Tubal catheterization is simple and cheap than other surgical treatment. What is more, it reaches a recanalization rate of 90% and pregnant rate higher than 50%. Therefore, it is the initial choice within its therapeutic range.


Tubal catheterization may be performed under x-ray guidance or in the operating room using a hysteroscope.

1. A catheter is put through the cervix into the uterus.

2. Contrast medium is injected through the catheter. It flows up into the fallopian tubes. The contrast medium helps your tubes show up on the x-ray that is then taken. This test is called a HSG (hysterosalpingogram). It will show the blockage in the fallopian tube and help guide the rest of the procedure.

3. Move the catheter to the opening of the fallopian tubes.

4. Inject fluid through the catheter into the tube to open the blocked tubes.

5. If the tube remains blocked, a guided wire is next inserted through the catheter into the tubal opening to further open the blocked fallopian tubes.


1. If the cervix is too loose to adopt a regular HSG, tubal catheterization is feasible.

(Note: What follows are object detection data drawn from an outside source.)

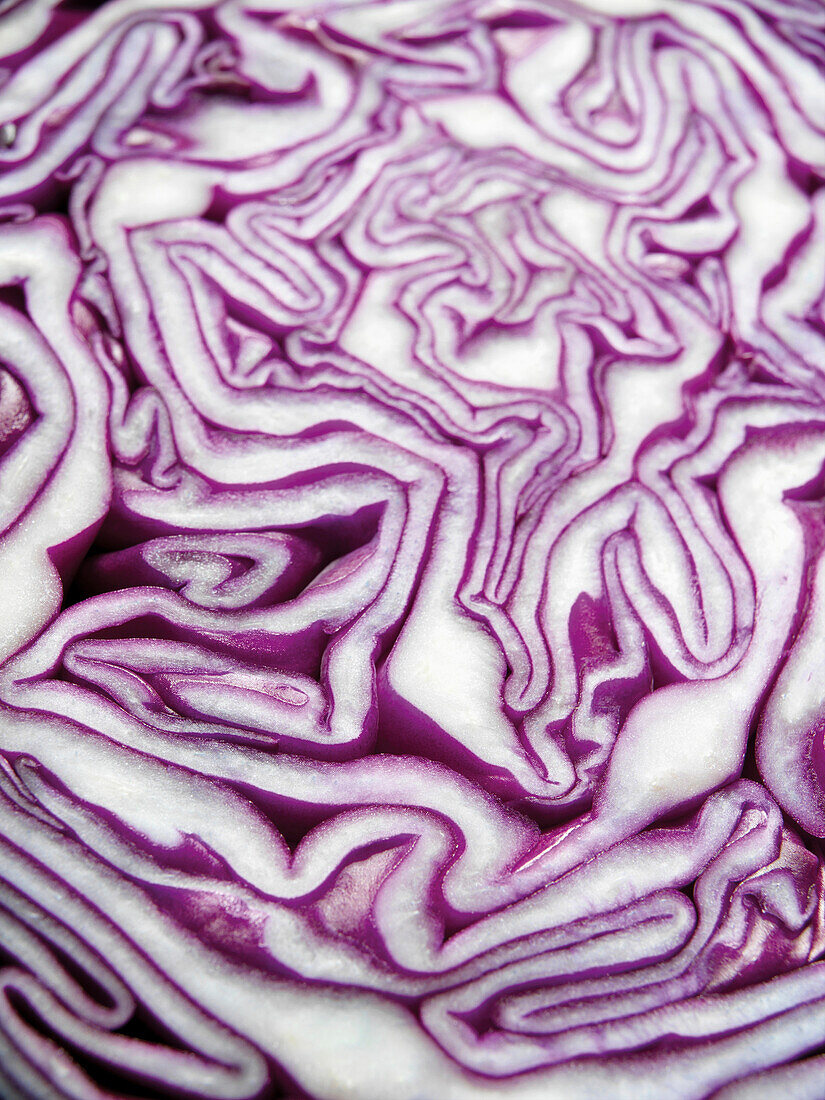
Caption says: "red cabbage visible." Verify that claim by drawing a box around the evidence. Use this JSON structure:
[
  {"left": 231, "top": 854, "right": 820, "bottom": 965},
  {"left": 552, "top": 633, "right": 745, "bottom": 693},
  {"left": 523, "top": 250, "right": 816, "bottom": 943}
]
[{"left": 0, "top": 0, "right": 825, "bottom": 1100}]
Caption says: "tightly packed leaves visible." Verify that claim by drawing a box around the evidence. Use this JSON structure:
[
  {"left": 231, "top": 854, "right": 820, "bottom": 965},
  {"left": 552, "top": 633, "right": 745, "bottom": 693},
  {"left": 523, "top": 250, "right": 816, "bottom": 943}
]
[{"left": 0, "top": 0, "right": 825, "bottom": 1100}]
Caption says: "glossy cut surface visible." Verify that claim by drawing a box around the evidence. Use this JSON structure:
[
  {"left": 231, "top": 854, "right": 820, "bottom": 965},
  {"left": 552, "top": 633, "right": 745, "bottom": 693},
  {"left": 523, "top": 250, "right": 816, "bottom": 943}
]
[{"left": 0, "top": 0, "right": 825, "bottom": 1100}]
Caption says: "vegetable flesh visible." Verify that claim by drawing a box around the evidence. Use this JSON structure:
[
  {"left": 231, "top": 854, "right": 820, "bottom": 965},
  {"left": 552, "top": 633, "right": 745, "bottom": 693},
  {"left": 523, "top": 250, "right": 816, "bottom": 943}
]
[{"left": 0, "top": 0, "right": 825, "bottom": 1100}]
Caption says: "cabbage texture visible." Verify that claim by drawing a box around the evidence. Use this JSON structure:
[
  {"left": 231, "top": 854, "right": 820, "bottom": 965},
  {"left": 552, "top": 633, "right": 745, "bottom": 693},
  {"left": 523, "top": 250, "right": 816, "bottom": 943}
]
[{"left": 0, "top": 0, "right": 825, "bottom": 1100}]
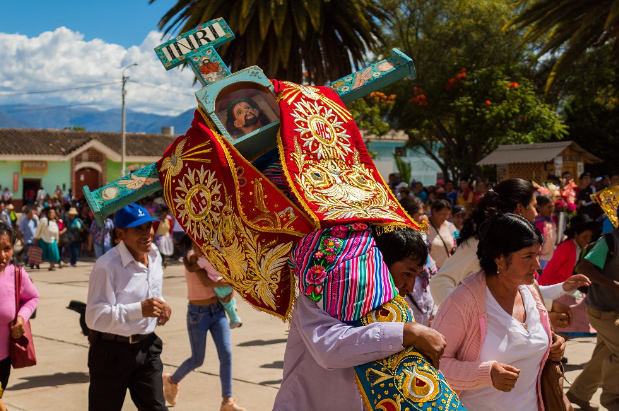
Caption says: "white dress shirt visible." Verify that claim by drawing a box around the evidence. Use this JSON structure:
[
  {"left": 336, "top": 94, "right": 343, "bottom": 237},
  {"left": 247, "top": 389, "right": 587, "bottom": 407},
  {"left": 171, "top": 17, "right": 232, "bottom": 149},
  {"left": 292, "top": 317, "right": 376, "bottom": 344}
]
[
  {"left": 86, "top": 241, "right": 163, "bottom": 337},
  {"left": 273, "top": 295, "right": 404, "bottom": 411}
]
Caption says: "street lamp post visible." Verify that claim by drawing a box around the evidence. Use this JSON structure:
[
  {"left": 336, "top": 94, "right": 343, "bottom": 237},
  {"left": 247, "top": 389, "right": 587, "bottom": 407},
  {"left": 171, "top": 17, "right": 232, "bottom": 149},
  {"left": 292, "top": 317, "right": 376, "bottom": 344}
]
[{"left": 120, "top": 63, "right": 138, "bottom": 177}]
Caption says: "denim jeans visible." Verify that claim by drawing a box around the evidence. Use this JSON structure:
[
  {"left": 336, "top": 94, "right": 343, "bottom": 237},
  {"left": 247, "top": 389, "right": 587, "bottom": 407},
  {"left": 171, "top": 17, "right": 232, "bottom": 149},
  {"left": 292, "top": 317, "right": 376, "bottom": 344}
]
[
  {"left": 92, "top": 242, "right": 110, "bottom": 258},
  {"left": 70, "top": 241, "right": 82, "bottom": 265},
  {"left": 172, "top": 303, "right": 232, "bottom": 397}
]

2. If the fallopian tube is partially obstructed or distorted, doctors can give medicine through the catheter after catheterization. In this way, drugs can directly arrive at the lesions, reducing the degree of obstruction.

3. If the patient has tubal pregnancy. Doctors can insert the catheter into one side of the tubal pregnancy and inject corresponding drugs, terminating the pregnancy and treating ectopic pregnancy.

4. If the patients have proximal tubal occlusion, namely the blockage at the uterine end, a tubal catheterization is feasible.


1. Acute genital inflammation and acute or subacute onset of chronic genital inflammation

2. Severe systemic disease that makes the patient unable to tolerate surgery

3. Pregnancy or menstrual period

4. Within six weeks after delivery, abortion and curettage

5. Fallopian tube blockage at the umbrella end

Preoperative preparation:

1. The operative time had better be selected within 3 to 5 days after menstruation.

2. Before the surgery, it is necessary to do blood routine examination.

3. Do a leucorrhea regular inspection to detect whether the patient has mold or trichomonad mycoplasma and chlamydia infection.

4. Receive a gynecological examination to detect acute or subacute inflammation.

Postoperative management:

1. Take antibiotics for 3 to 5 days to prevent infection.

2. Avoid sex for two weeks.

3. Within one week after the surgery, slight lower abdominal pain and small vaginal bleeding is normal.

4. Take a shower instead of the bath.

5. Pregnancy is recommended 3 months after the surgery to prevent the effect of X-rays on the eggs.

6. If there is postoperative menstrual delay, women should do some pregnancy inspections. And if confirmed pregnant, women should ask a doctor for help to diagnose whether it is normal intrauterine pregnancy.

7. Without contraception, if the patients still don't get pregnant for half a year. It is necessary to get another HSG to check the tubal patency after the surgery.

Possible complications of tubal catheterization:

1. Allergic reactions. This mainly refers to the allergic reactions to the contrast medium and fluid. Patients can be cured by giving allergy treatment.

2. Perforation of the fallopian tubes.

3. Uterine infection. This is mainly caused by long surgical time. To avoid this complication, the surgery should be limited within 20 minutes, and antibacterial treatment is also necessary after the treatment.

4. Abdominal pain and small vaginal bleeding.